I brought him the photo of his father’s chicken stall in the Baghdadi market. There were white snowflakes against the lens. “Remember them?” I asked. I looked at Joseph but he wasn’t looking at the picture. He’d begun to stare past things with his dull, weak eyes—a selective blindness.
On particularly bad days, I’d wonder if my only hope, his only hope, was to bring up our deepest secret, the one thing we never discussed, never mentioned. I didn’t want to, dreaded it. It was desperate, a last resort, but we were at that point. If there was ever a time for candor, it was now. Forgiveness, now. Regrets, confessions, concessions, empathy, desperation, and exaggeration: now.

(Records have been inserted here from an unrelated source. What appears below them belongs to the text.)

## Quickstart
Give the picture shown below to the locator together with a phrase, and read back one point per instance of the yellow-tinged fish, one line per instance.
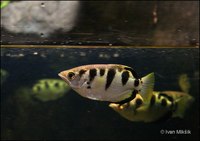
(161, 106)
(108, 82)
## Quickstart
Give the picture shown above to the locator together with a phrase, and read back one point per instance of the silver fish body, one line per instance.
(106, 82)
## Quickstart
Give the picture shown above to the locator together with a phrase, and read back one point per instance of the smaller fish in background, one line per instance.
(161, 106)
(108, 82)
(184, 83)
(4, 75)
(49, 89)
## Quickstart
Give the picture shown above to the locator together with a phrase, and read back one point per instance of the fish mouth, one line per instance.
(64, 78)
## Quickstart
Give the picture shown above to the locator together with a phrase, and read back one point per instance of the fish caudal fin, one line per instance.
(147, 86)
(183, 104)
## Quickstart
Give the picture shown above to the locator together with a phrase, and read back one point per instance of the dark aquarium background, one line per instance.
(75, 117)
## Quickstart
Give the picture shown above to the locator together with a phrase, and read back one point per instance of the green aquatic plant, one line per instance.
(49, 89)
(4, 3)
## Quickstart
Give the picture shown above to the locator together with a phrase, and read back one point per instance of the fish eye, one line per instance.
(71, 75)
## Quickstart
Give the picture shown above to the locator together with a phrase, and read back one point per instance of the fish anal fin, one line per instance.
(147, 86)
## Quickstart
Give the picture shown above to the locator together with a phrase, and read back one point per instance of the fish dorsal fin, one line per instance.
(147, 86)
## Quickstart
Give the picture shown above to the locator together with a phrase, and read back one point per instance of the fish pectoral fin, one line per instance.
(129, 96)
(147, 86)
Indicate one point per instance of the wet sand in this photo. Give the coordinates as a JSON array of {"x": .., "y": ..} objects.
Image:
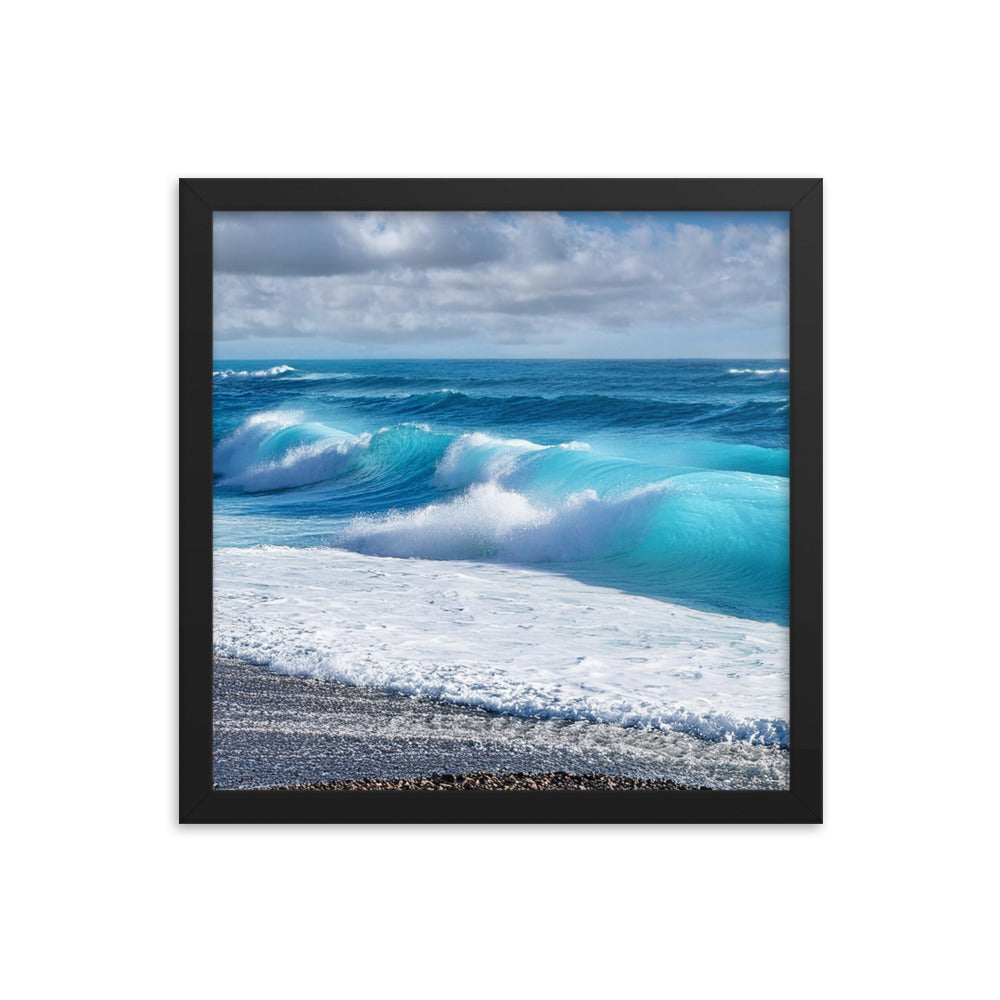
[{"x": 273, "y": 730}]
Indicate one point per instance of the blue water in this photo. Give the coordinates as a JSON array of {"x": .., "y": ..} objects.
[{"x": 663, "y": 478}]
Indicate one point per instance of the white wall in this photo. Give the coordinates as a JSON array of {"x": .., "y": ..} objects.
[{"x": 108, "y": 104}]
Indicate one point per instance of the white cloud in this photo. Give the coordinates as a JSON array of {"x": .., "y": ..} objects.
[{"x": 417, "y": 283}]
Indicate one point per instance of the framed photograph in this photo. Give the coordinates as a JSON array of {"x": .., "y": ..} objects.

I wondered if everyone had a secret like this, something slightly wretched, bent and corroded with time, like a lost key that might not even unlock anything anymore. And if, in the end, it might be the only thing that mattered.
All those years ago, I gave up our baby. Joseph didn’t want to. Hated it. I said it was to protect us, what we had. But she followed us everywhere, like a chill that we could not shake. I tried never to miss her. Joseph must have done the same. It was what kept us together and broke us apart. How much of what we said was an attempt to not say something else? It was so easy to talk about everything—and so we did. Bad lettuce, broken sidewalks, static on the television, the way our fingers swelled in the summer. We became who we became because of what wasn’t there. What wasn’t there became what was.
Still, on these new very bad days, I considered bringing her up in order to awaken him. I would ask him if he missed her. If he’d ever looked for her. Most of all, I wanted to know what I’d done, what I’d stolen—to hear it from him. What we were was never enough.